20. The image forming device according to claim 18, wherein the electrical property is an electric current generated in the transfer member when a predetermined voltage is applied to the transfer member, and the transfer bias setting member sets one of electric current value and voltage value of the transfer bias based on the generated electric current.
21. The image forming device according to claim 18, wherein the electrical property is an impedance of the transfer member, and the transfer bias setting member sets one of electric current value and voltage value of the transfer bias based on the impedance of the transfer member.
22. The image forming device according to claim 18, wherein the bias applying member applies the transfer bias, which is set by the transfer bias setting member, to the transfer member if the transfer bias is equal to or less than a predetermined value when the transport speed is fixed to a predetermined speed, and
the transfer member transports the recording medium at a speed slower than the predetermined speed and the bias applying member applies the transfer bias having the predetermined value if the transfer bias set by the transfer bias setting member exceeds the predetermined value when the transport speed is fixed to the predetermined speed.
23. The image forming device according to claim 18, wherein the transfer bias setting member sets the transfer bias larger when the electrical property requires a larger transfer bias and the bias applying member applies the transfer bias set by the transfer bias setting member to the transfer member while the transfer member transports the recording medium at a predetermined transport speed, provided that the magnitude of the transfer bias set by the transfer bias setting member is not greater than a predetermined value when the transport speed is maintained at the predetermined transport speed; and
the bias applying member applies the transfer bias having the predetermined value to the transfer member, the transport speed setting member sets the transport speed to speed slower than the predetermined transport speed, and the transfer member transports the recording medium at the transport speed set by the transport speed setting member, provide that the electrical property requires a transfer bias that exceeds the predetermined value when the transport speed is maintained at the predetermined speed.

1. Field of the Invention

The present invention relates to an image forming device that forms images on a recording medium, and more specifically to an image forming device that forms images by transferring a developed image from an image carrying member onto a recording medium via a transfer member to which a transfer bias is applied.

2. Related Art

An image forming device well known in the art includes a transfer member for transferring a developer image carried on an image carrying member to a recording medium, a bias applying member for applying a transfer bias to the transfer member, and conveying members for conveying the recording medium through between the image carrying member and the transfer member in coordination with the operations of the image carrying member. Through the effects of the transfer bias applied to the transfer member, the developer image carried on the image carrying member is transferred onto the recording medium.

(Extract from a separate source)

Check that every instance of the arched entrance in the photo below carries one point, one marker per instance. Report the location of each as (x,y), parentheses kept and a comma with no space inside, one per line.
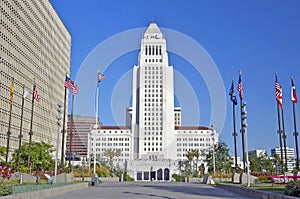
(159,174)
(167,174)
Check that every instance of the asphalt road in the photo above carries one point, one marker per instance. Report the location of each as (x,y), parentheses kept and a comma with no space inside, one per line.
(153,190)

The magnitude of the transfer bias in this type of image forming device can conceivably be adjusted according to various conditions. For example, when maintaining the transfer bias at a constant current, the areas of the image carrying member that directly contact the transfer member increase as the width of the sheet decreases, increasing the potential for current leakage. Therefore, consideration has been given for increasing the absolute value of the transfer bias current as the sheet width decreases, as disclosed in Japanese unexamined patent application publication No. HEI-10-301408, for example.

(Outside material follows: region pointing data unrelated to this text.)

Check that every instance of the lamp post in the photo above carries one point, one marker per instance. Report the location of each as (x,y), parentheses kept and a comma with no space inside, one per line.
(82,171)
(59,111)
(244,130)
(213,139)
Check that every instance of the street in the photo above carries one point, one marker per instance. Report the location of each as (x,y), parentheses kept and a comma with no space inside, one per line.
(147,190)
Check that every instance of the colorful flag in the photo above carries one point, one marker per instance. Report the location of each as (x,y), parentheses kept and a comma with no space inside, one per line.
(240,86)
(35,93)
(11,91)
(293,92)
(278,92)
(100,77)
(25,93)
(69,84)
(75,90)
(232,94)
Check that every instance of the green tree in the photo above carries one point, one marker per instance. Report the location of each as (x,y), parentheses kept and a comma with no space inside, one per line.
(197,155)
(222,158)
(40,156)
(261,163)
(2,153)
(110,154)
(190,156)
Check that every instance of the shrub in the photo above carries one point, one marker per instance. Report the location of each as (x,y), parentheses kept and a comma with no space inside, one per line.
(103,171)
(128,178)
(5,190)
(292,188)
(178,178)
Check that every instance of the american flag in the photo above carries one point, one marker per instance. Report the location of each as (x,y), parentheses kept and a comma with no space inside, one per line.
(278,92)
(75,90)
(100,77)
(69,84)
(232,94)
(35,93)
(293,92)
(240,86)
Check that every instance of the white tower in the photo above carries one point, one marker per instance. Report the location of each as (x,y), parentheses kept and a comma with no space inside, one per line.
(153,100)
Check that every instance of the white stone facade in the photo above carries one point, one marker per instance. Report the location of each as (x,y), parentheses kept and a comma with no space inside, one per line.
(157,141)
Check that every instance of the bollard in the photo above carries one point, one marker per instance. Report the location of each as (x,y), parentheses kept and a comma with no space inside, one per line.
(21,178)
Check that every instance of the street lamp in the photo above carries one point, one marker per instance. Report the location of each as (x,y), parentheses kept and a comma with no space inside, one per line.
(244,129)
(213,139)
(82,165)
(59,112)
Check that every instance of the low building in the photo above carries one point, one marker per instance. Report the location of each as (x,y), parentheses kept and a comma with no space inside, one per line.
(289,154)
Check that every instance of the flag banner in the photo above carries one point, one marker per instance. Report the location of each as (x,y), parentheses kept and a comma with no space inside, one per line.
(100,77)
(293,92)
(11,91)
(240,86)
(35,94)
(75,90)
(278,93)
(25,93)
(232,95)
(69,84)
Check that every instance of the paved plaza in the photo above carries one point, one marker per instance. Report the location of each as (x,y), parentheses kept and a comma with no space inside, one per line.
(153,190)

However, if the absolute value of the transfer bias current is increased too much, then the transfer bias can exceed a withstand current of the image carrying member, such as a photosensitive drum, and the like, inviting damage to the same. As a result, there is a possibility that a poor transfer will occur due to insufficient electric current or the like because the magnitude of the transfer bias cannot be increased to exceed a prescribed value.

In the view of foregoing, it is an object of the present invention to overcome the above problems, and also to provide an image forming device capable of satisfactorily transferring a developer image onto a recording medium, even when the magnitude of the transfer bias cannot be increased sufficiently.

In order to attain the above and other objects, the present invention provides an image forming device including an image carrying member that carries a developer image, a transfer member that transfers the developer image from the image carrying member onto a recording medium, a bias applying member that applies a transfer bias to the transfer member, a transport member that transports the recording medium, an input member through which a width and a type of the recording medium are input, and a transport speed setting member that sets a transport speed at which the transport member transports the recording medium based on the width and the type of the recording medium inputted through the input member.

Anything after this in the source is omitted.